When we experience a longing for something, the mind immediately interprets longing as lack and begins seeking for the object of its desire. The object of desire might be water for a desert wanderer, food for a starving belly, money for an underpaid worker, a war for a warrior, a child for one who desperately wants children. But longing does not always mean lack. And most of our desires (those that are not linked to actual survival) come from a longing for happiness. We want fame, fortune, a new house, car, job or partner because we believe it will bring us happiness. The mind is always seeking for the next thing that will bring a better moment than now. But even when the seeking stops for a moment because we have “found” our desired object, it won’t be long before our relaxation ends and the mind is after the next thing. “Getting” something did not actually cause the momentary “happiness,” but rather the fact the mind stopped its incessant search to be somewhere else! That is what brought the momentary peace.

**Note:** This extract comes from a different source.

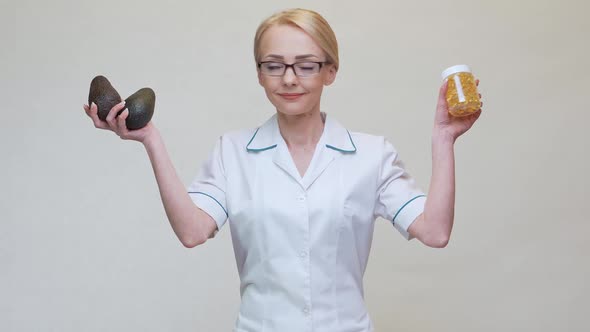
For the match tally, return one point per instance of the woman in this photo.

But do we ever really LONG for something we haven’t known? We might be curious about the taste of a new food, but we only long for something we have already tasted, already known. We would not long for chocolate if we had never tasted it. We would not long for Spring in the midst of winter if we had never known Spring. So it is with our longing for happiness, for love, for truth, for the Divine.

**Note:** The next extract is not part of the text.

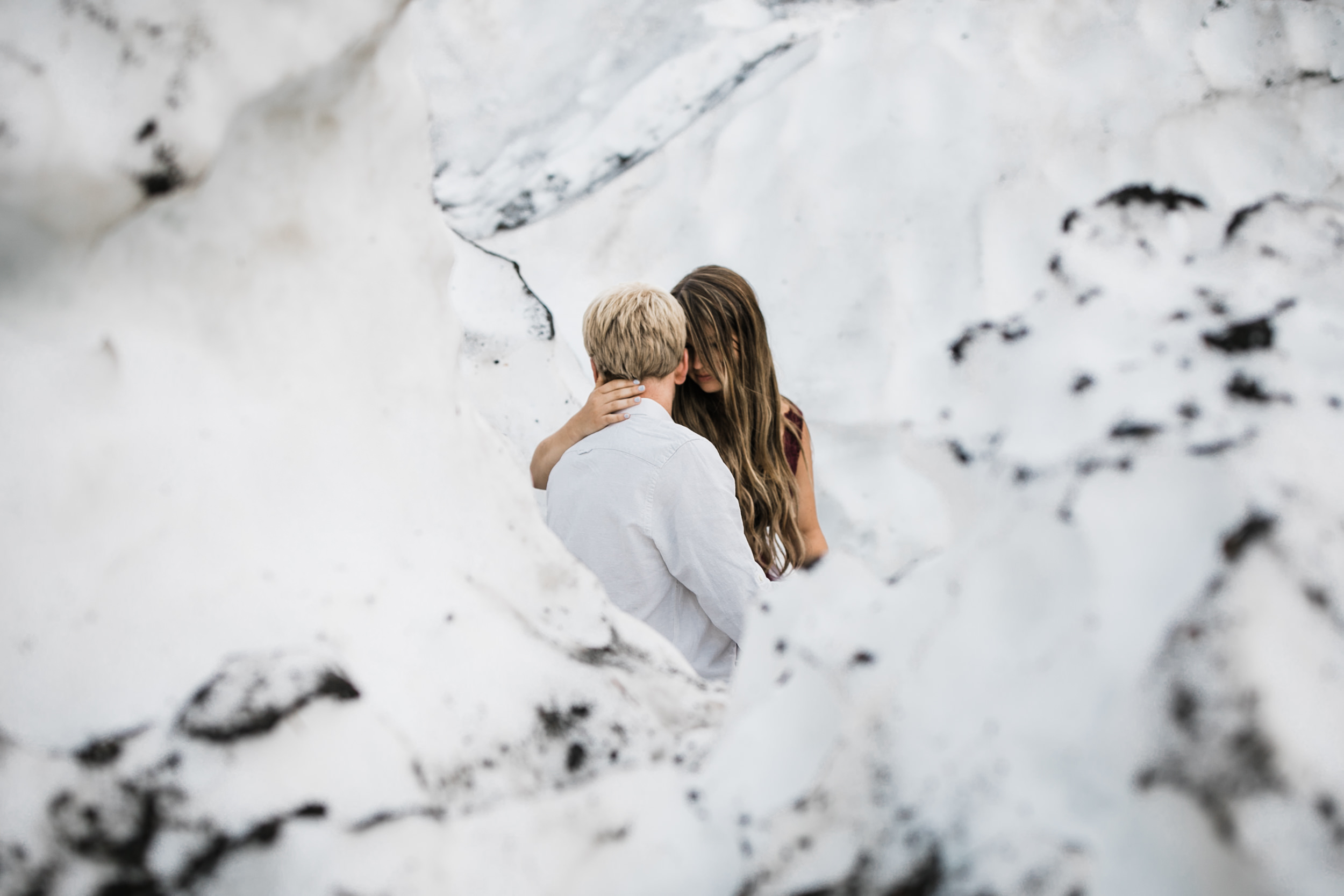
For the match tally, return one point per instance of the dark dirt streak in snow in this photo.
(549, 334)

Our longing for God, Self, truth, love or awakening is our longing for what is already here, already awake, already whole, already free. The deepest longing of our heart can direct us Home when we follow longing to its source. Yet, it is the mind’s act of seeking that seems to move us away from what is awake this very moment. We long for what we do not believe we already are; yet when Truth reveals itself in its own experience, we realize the timeless Mystery has never been absent from a single moment or experience. It moves life—including the movements we imagine are our “own.”
The mind has many ideas about what it does not know. Yet any mental conclusion can become an obstacle to being open and present here and now. Can we stop comparing, stop judging, stop seeking, stop moving away from what we do not know? Can we face into the Mystery that is calling to us in our longing? Longing is not the same as searching. Longing is felt in the heart; seeking is an activity of mind. Longing can break us open; seeking simply exhausts us—which, of course, may be the point!
A time may come when our longing ceases—not because we have found an object of our desire or because the mind finally “got it,” but because our longing eventually returns us Home—home to what we’ve always been.